Quando fu di nuovo solo, credette di diventar pazzo. Il suo domestico aveva acceso le lampade; sedette al tavolo per scrivere alcune lettere. Dopo aver tracciato, in alto a una pagina: Questo è il mio testamento..., si rialzò di scatto e si allontanò, sentendosi incapace di mettere insieme due idee, di prendere una risoluzione, di decidere una qualunque cosa.

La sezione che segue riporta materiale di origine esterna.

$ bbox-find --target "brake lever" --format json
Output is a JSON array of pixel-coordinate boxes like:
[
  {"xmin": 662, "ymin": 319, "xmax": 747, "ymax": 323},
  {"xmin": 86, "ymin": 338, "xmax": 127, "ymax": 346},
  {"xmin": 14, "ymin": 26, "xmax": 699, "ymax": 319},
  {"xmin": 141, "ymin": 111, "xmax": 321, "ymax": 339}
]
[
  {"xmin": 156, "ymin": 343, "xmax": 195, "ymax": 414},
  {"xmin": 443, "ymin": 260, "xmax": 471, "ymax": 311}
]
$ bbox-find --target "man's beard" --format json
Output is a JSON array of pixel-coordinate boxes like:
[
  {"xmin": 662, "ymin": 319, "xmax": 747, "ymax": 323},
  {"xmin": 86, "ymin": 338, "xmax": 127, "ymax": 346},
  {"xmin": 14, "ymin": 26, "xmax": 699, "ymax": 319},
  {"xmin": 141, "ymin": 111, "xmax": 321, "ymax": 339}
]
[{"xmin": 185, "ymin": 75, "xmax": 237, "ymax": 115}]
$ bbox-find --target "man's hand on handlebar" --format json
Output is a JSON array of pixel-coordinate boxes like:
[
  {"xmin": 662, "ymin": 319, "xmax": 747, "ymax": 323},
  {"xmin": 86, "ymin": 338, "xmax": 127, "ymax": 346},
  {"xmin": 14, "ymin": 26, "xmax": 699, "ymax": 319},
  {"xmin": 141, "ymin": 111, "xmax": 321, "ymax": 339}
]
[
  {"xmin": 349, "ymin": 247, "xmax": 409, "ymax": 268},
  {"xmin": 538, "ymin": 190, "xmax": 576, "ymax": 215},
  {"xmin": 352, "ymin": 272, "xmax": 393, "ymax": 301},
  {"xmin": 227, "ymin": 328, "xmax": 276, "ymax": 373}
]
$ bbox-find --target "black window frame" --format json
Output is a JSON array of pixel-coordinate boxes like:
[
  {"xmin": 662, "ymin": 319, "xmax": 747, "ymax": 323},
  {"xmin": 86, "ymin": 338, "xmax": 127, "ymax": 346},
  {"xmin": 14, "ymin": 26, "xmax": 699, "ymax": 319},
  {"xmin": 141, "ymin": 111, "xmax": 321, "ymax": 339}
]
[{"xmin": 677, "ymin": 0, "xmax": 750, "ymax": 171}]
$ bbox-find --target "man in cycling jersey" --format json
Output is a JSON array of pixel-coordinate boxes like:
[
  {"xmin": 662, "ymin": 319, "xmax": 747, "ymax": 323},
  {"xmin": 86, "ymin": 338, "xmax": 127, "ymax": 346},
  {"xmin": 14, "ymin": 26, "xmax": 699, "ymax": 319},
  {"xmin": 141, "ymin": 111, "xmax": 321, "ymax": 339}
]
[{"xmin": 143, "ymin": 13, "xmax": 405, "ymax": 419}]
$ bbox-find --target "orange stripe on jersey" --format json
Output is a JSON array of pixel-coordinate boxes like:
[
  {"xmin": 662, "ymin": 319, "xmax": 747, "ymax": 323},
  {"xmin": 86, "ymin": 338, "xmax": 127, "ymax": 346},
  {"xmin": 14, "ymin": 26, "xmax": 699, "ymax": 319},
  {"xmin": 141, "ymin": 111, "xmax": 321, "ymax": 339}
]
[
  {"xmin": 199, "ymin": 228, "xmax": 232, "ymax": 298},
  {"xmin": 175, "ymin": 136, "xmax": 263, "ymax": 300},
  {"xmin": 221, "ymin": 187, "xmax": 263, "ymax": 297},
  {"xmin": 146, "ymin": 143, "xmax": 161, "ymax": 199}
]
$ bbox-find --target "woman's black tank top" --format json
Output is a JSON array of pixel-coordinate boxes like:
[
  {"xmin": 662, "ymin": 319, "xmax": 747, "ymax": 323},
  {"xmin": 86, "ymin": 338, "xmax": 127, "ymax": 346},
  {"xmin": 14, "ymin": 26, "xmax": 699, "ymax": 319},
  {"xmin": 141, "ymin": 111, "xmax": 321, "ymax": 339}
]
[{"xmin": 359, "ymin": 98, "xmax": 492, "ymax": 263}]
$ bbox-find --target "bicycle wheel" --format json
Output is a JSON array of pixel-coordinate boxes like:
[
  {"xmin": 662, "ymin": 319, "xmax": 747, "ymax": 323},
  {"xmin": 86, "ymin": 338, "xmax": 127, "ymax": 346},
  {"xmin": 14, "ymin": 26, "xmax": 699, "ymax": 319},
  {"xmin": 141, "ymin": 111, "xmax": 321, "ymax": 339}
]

Così, stava per affrontare un duello! Ora non poteva più evitarlo. Cosa accadeva dentro di lui? Voleva battersi, aveva questa intenzione e questa risoluzione fermamente radicata; e sentiva, nonostante tutto lo sforzo della sua mente e tutta la tensione della sua volontà, che non avrebbe potuto nemmeno avere la forza necessaria per arrivare sul luogo dell’incontro. Cercava di immaginare il combattimento, il proprio contegno e l’atteggiamento dell’avversario.
Di tanto in tanto gli battevano i denti, con un rumore secco. Provò a leggere, e prese il codice del duello di Châteauvillard. Poi si domandò:
Il mio avversario è forse conosciuto come tiratore di pistola? È classificato? Come saperlo?
Si ricordò del libro del barone de Vaux sui tiratori alla pistola, e lo scorse dal principio alla fine. Georges Lamil non vi era nominato. Ma tuttavia, se quell’uomo non era un tiratore, non avrebbe accettato immediatamente quell’arma pericolosa e quelle condizioni mortali.
Allora, aprì un astuccio di Gastinne Renette che stava su un tavolino, e prese una delle pistole, poi si mise in posizione di tiro e alzò il braccio. Ma tremava dalla testa ai piedi e la canna oscillava in ogni direzione.
Allora pensò:
“È impossibile. Non posso battermi in queste condizioni”.
Guardava all’estremità della canna quel buco nero e profondo che sputa la morte, pensava al disonore, ai pettegolezzi nei circoli, alle risate nei salotti, al disprezzo delle donne, alle allusioni dei giornali, agli insulti che gli avrebbero rivolto i vigliacchi.
Guardava ancora l’arma e, alzando il cane, vide a un tratto un’esca luccicare sotto come una piccola fiamma rossa. La pistola era rimasta carica, per caso, per dimenticanza. E ne provò una gioia confusa, inesplicabile.
Se non avesse tenuto, di fronte all’altro, il contegno nobile e calmo che ci si attendeva da lui sarebbe stato per sempre perduto. Si sarebbe macchiato, ne avrebbe riportato un marchio d’infamia, sarebbe stato espulso dalla società! Ma quel contegno calmo e deciso lui non l’avrebbe avuto, lo sapeva, lo sentiva. Eppure era coraggioso, poiché voleva battersi!... Era coraggioso, poiché...
Il pensiero che lo sfiorò non si compì neppure nella sua mente; ma spalancando la bocca, egli introdusse improvvisamente la canna della pistola sino in fondo alla gola, e premette sul grilletto...
Quando il domestico accorse, richiamato dallo sparo, lo trovò morto, riverso sulla schiena. Un fiotto di sangue aveva macchiato la carta bianca sul tavolo, con una grande chiazza rossa sotto le parole: Questo è il mio testamento.